Читаем Мария в поисках кита полностью

Я знаю только одного мастера многостраничных описаний, — и этот мастер ВПЗР. ВПЗР, автор двух десятков книг, две трети из которых посвящены исследованию самых темных, самых омерзительных сторон человеческой души. Еще треть — откровенно патологична, и эта патология засасывает, как в воронку, губит все живое, превращает людей в мясные туши, которые потом долго и скрупулезно разделываются, страница за страницей.

В каком месте сюжета я нахожусь? Слишком мало информации, слишком мало. Возможно, настоящая Ти и смогла бы связать концы с концами, но Сумасшедшей из головы писателя, мерзкому механизму с засохшей кровью в ушных раковинах это не под силу.

Стоя перед шестью зеркалами, собранными в одно, я думаю о Кико.

Не как о мальчике-мечтателе, благополучно перекочевавшем в разряд книжных уродов; не как об островном идиоте, не как о велосипедисте, не как о рисовальщике, — как о несчастном парне, попавшем в ту же ловушку, что и я. В выгребную яму, еще более глубокую, чем моя собственная. Если я временами думаю о себе как о персонаже, то почему Кико не может быть точно таким же персонажем? Если я временами не могу произнести те слова, которые хочу, то почему я отказываю в этом Кико? Вдруг его немота еще более ужасна, вдруг его рот забит еще более неприятными вещами, а за нарисованными глазами скрываются настоящие, полные тоски?

Парень на велосипеде, которого я видела в астрономическую трубу, не был тоскливым. Не был несчастным. Я хорошо запомнила это, я запомнила его сомкнутые губы, и ботинки, и руки на руле, но… я не запомнила глаза!.. Какими они были — нарисованными или настоящими?

Надо бы вернуться на маяк и…

И что?

Чем больше я прокручиваю в памяти виды Талего в телескоп, тем более солнечными и радостными они мне кажутся, хотя солнца и не было, оно появилось позже. Талего в моем представлении выглядит теперь не хуже крохи-острова, куда я так мечтаю попасть. Тот же покой, та же тишина, та же обыденность. Старуха Майтэ совершенно обыденно стояла на улице, и кошка совершенно обыденно терлась о ее ноги, и самая обыкновенная средиземноморская зима, не холодная и не теплая, комфортная. Не совсем безлюдная, но и не перенаселенная. Та самая зима, в которую мы и отправлялись несколько дней назад. Вопрос лишь в том, добрались ли мы до нее в конечном итоге? До какой-то точно добрались, но существует ли она в реальности — вот такая, с туманом, сменяющимся снегом. С сувенирной лавкой, сменяющейся букинистическим. Со старухой, сменяющейся ничем, и при этом где-то там, за горизонтом, маячит призрак неизвестной, но «самой красивой» женщины. И чьи голоса я слышала во время велосипедной прогулки? — ведь это все же были разные голоса…

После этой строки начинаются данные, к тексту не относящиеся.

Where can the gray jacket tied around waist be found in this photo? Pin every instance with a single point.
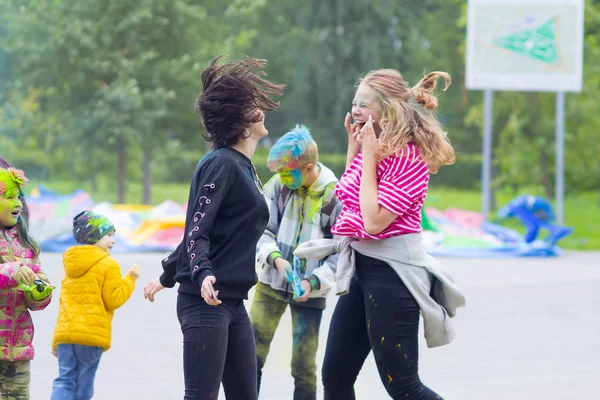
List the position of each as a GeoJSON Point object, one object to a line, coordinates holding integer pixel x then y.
{"type": "Point", "coordinates": [427, 280]}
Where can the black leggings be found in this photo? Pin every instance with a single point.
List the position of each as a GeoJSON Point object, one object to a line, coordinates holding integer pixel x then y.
{"type": "Point", "coordinates": [378, 314]}
{"type": "Point", "coordinates": [218, 345]}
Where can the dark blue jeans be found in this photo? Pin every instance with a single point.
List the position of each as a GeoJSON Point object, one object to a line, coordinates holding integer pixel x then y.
{"type": "Point", "coordinates": [379, 314]}
{"type": "Point", "coordinates": [218, 345]}
{"type": "Point", "coordinates": [77, 366]}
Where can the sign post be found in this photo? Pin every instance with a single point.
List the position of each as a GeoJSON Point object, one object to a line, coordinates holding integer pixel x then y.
{"type": "Point", "coordinates": [524, 45]}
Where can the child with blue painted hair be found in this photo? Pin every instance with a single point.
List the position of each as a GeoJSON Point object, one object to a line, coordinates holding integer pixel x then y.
{"type": "Point", "coordinates": [302, 207]}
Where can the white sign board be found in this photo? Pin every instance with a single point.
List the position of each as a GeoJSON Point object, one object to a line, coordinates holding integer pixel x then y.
{"type": "Point", "coordinates": [525, 45]}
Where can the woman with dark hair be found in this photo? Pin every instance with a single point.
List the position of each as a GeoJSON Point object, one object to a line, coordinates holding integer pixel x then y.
{"type": "Point", "coordinates": [24, 210]}
{"type": "Point", "coordinates": [227, 213]}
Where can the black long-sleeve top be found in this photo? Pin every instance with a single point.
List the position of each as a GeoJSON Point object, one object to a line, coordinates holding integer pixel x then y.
{"type": "Point", "coordinates": [226, 216]}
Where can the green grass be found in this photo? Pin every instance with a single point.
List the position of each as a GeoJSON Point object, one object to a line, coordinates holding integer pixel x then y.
{"type": "Point", "coordinates": [582, 210]}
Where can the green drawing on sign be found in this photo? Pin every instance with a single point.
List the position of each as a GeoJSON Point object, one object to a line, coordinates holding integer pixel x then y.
{"type": "Point", "coordinates": [538, 43]}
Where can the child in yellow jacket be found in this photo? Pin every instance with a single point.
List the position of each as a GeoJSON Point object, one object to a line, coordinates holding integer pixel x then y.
{"type": "Point", "coordinates": [91, 291]}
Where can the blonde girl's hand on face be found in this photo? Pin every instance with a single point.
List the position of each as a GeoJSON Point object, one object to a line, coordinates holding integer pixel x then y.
{"type": "Point", "coordinates": [367, 138]}
{"type": "Point", "coordinates": [153, 287]}
{"type": "Point", "coordinates": [353, 129]}
{"type": "Point", "coordinates": [206, 292]}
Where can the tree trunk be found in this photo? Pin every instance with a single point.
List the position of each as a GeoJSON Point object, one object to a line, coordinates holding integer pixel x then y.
{"type": "Point", "coordinates": [545, 170]}
{"type": "Point", "coordinates": [147, 176]}
{"type": "Point", "coordinates": [122, 163]}
{"type": "Point", "coordinates": [94, 181]}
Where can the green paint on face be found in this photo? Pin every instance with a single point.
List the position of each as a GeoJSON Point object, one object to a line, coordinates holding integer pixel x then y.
{"type": "Point", "coordinates": [10, 207]}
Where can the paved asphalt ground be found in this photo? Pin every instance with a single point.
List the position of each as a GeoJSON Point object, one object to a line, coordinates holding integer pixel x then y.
{"type": "Point", "coordinates": [531, 330]}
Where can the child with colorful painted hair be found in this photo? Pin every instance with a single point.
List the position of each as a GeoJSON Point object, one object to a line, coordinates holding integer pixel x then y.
{"type": "Point", "coordinates": [302, 206]}
{"type": "Point", "coordinates": [91, 291]}
{"type": "Point", "coordinates": [21, 276]}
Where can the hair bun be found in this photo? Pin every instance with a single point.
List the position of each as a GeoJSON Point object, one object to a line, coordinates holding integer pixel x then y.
{"type": "Point", "coordinates": [423, 92]}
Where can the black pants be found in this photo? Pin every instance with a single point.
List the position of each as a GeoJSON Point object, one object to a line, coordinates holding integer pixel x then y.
{"type": "Point", "coordinates": [378, 314]}
{"type": "Point", "coordinates": [218, 345]}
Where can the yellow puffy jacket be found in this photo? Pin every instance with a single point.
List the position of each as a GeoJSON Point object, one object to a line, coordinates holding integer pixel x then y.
{"type": "Point", "coordinates": [91, 291]}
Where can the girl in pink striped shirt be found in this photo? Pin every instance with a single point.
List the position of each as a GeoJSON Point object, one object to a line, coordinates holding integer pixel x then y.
{"type": "Point", "coordinates": [394, 143]}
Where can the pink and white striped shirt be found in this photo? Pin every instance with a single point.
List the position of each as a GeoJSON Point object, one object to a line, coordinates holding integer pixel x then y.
{"type": "Point", "coordinates": [402, 182]}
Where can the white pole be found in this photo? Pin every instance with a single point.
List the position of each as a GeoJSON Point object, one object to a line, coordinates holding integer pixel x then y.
{"type": "Point", "coordinates": [486, 166]}
{"type": "Point", "coordinates": [560, 157]}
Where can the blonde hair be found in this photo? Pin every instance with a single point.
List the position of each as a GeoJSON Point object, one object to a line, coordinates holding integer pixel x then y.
{"type": "Point", "coordinates": [403, 121]}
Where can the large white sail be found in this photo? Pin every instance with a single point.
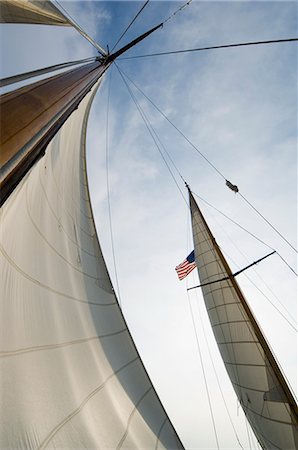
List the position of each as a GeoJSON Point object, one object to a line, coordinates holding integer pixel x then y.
{"type": "Point", "coordinates": [70, 374]}
{"type": "Point", "coordinates": [31, 11]}
{"type": "Point", "coordinates": [254, 373]}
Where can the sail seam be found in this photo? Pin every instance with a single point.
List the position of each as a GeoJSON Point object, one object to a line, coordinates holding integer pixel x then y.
{"type": "Point", "coordinates": [50, 245]}
{"type": "Point", "coordinates": [130, 418]}
{"type": "Point", "coordinates": [57, 218]}
{"type": "Point", "coordinates": [49, 288]}
{"type": "Point", "coordinates": [67, 419]}
{"type": "Point", "coordinates": [159, 433]}
{"type": "Point", "coordinates": [268, 418]}
{"type": "Point", "coordinates": [4, 354]}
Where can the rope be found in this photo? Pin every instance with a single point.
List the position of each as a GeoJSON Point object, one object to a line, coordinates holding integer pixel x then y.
{"type": "Point", "coordinates": [269, 223]}
{"type": "Point", "coordinates": [258, 275]}
{"type": "Point", "coordinates": [133, 20]}
{"type": "Point", "coordinates": [108, 190]}
{"type": "Point", "coordinates": [152, 133]}
{"type": "Point", "coordinates": [82, 32]}
{"type": "Point", "coordinates": [34, 73]}
{"type": "Point", "coordinates": [247, 231]}
{"type": "Point", "coordinates": [204, 375]}
{"type": "Point", "coordinates": [209, 162]}
{"type": "Point", "coordinates": [243, 44]}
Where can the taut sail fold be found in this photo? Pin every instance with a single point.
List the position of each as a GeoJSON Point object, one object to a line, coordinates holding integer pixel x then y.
{"type": "Point", "coordinates": [257, 380]}
{"type": "Point", "coordinates": [71, 376]}
{"type": "Point", "coordinates": [31, 12]}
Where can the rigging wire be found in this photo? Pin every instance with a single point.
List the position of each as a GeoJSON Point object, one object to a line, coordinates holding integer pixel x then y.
{"type": "Point", "coordinates": [177, 11]}
{"type": "Point", "coordinates": [35, 73]}
{"type": "Point", "coordinates": [267, 221]}
{"type": "Point", "coordinates": [209, 162]}
{"type": "Point", "coordinates": [204, 374]}
{"type": "Point", "coordinates": [152, 132]}
{"type": "Point", "coordinates": [130, 24]}
{"type": "Point", "coordinates": [81, 31]}
{"type": "Point", "coordinates": [108, 189]}
{"type": "Point", "coordinates": [216, 376]}
{"type": "Point", "coordinates": [242, 44]}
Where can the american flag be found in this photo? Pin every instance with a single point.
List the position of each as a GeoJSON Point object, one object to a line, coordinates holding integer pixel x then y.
{"type": "Point", "coordinates": [186, 266]}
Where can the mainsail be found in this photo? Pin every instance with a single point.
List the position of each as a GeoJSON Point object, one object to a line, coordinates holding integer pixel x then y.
{"type": "Point", "coordinates": [31, 11]}
{"type": "Point", "coordinates": [257, 380]}
{"type": "Point", "coordinates": [71, 376]}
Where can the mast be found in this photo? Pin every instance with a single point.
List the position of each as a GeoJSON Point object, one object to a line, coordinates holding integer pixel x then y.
{"type": "Point", "coordinates": [31, 116]}
{"type": "Point", "coordinates": [257, 379]}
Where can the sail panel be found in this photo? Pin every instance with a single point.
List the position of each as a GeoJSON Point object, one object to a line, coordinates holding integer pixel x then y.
{"type": "Point", "coordinates": [71, 376]}
{"type": "Point", "coordinates": [253, 371]}
{"type": "Point", "coordinates": [31, 12]}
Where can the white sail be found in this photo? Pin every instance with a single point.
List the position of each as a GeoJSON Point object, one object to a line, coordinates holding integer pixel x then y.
{"type": "Point", "coordinates": [253, 371]}
{"type": "Point", "coordinates": [31, 11]}
{"type": "Point", "coordinates": [70, 374]}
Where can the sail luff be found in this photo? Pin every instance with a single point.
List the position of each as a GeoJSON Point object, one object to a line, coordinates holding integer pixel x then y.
{"type": "Point", "coordinates": [32, 12]}
{"type": "Point", "coordinates": [257, 379]}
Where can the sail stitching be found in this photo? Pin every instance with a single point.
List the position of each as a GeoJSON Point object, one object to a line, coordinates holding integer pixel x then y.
{"type": "Point", "coordinates": [131, 417]}
{"type": "Point", "coordinates": [50, 245]}
{"type": "Point", "coordinates": [21, 351]}
{"type": "Point", "coordinates": [67, 419]}
{"type": "Point", "coordinates": [205, 233]}
{"type": "Point", "coordinates": [58, 220]}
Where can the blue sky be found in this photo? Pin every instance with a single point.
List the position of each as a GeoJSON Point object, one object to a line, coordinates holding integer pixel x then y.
{"type": "Point", "coordinates": [239, 107]}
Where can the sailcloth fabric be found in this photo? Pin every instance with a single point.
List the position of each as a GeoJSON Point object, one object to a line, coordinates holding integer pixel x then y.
{"type": "Point", "coordinates": [258, 383]}
{"type": "Point", "coordinates": [71, 376]}
{"type": "Point", "coordinates": [31, 11]}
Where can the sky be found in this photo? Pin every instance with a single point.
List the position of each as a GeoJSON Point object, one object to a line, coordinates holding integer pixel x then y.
{"type": "Point", "coordinates": [239, 108]}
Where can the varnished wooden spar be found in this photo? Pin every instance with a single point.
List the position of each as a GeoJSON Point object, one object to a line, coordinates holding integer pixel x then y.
{"type": "Point", "coordinates": [30, 117]}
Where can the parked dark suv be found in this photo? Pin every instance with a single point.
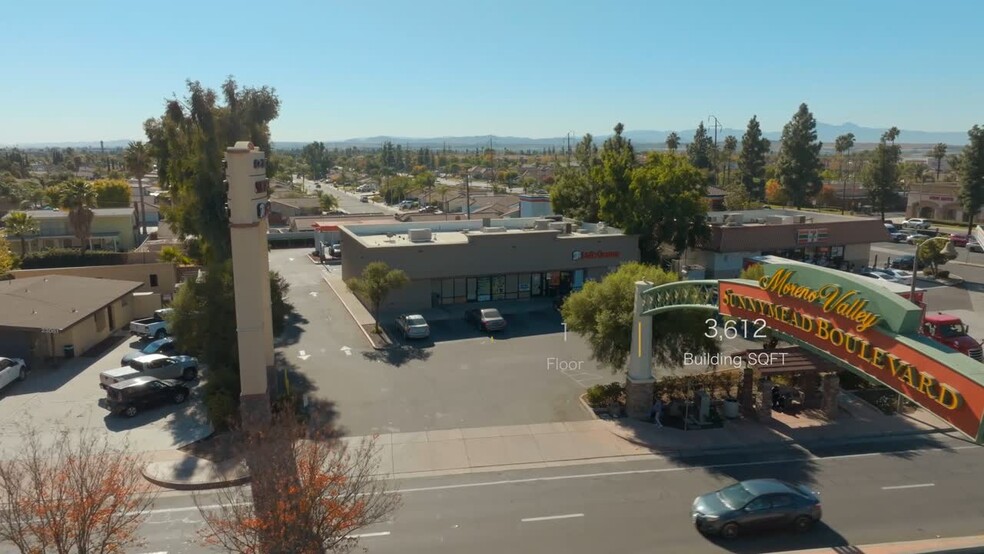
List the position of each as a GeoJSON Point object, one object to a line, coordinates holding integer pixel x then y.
{"type": "Point", "coordinates": [129, 397]}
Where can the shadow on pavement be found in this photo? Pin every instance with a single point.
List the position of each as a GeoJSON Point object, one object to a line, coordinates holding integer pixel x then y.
{"type": "Point", "coordinates": [399, 354]}
{"type": "Point", "coordinates": [821, 536]}
{"type": "Point", "coordinates": [294, 327]}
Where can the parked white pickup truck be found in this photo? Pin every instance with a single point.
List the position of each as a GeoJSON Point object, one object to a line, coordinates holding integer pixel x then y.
{"type": "Point", "coordinates": [152, 327]}
{"type": "Point", "coordinates": [12, 369]}
{"type": "Point", "coordinates": [154, 365]}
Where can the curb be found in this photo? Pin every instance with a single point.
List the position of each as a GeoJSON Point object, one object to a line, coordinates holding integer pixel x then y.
{"type": "Point", "coordinates": [234, 482]}
{"type": "Point", "coordinates": [781, 444]}
{"type": "Point", "coordinates": [349, 310]}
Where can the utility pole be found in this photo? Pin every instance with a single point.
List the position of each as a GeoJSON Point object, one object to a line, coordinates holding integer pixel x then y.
{"type": "Point", "coordinates": [717, 161]}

Какой из них принадлежит Кико?

Или — оба не принадлежат?

Вопросы обступают меня со всех сторон, они так и норовят захлестнуть шею, оставаться в сортире бессмысленно, но и возвращаться к ВПЗР мне тоже не хочется.

Лучше уйти через запасной выход, надеюсь, что меня не поджидает ничего сверхъестественного, — это было бы слишком для такого долгого дня. Но прежде, чем толкнуть дверь в коридор, я скольжу взглядом по сушилке и по гравюре, висящей рядом с ней.

Я уже видела эту гравюру. В букинистическом, когда тот еще был сувенирной лавкой. Одна из нескольких вариаций на тему постиндустриального Апокалипсиса, не имеющих ничего общего с патриархальным и далеким от цивилизации Талего. Но и это еще не все: гравюра отражается во всех шести зеркалах (то ли из-за ракурса, то ли из-за прихотливого приглушенного света). И почти оживает. Почти — потому что я не хочу смотреть, как она оживет. И во что в конечном итоге превратится.

Теперь я не просто ухожу, я спасаюсь бегством.

…К дому Игнасио я подбегаю не только обессиленная, но и выдохшаяся. Единственное, чего я хочу, — попасть в свою комнату (уж там-то меня не настигнет ни один из возможных Апокалипсисов, а если думать по-другому — то проще удавиться).

Уж там-то меня не настигнет, нет!..

Так думаю я и оказываюсь неправа. В моей тихой и безопасной до сегодняшнего дня комнате, прямо на кровати, стоит музыкальная шкатулка, оставленная мной в букинистическом. Она и сейчас там.

Сейчас, пока я, выбиваясь из сил, пишу все это. И пока я не выбилась окончательно, —

Спокойной ночи и удачи».


«19 января.

Пустой день внутри пустого дома.

Не потому, что я не могу выйти, — все дверные ручки поддаются, все окна распахиваются настежь. При желании я могу оказаться в садике с одинокой сосной, и уйти дальше — к морю, или к собору, или к океанариуму. Или направиться в кафе.

Но в садике меня ждет куртка Сабаса, а у моря — обездвиженные и неповоротливые лодки, а в океанариуме — труп Маноло, а в кафе — беспринципный и аморальный фрик. Паучья самка, ткущая и ткущая свою липкую словесную паутину.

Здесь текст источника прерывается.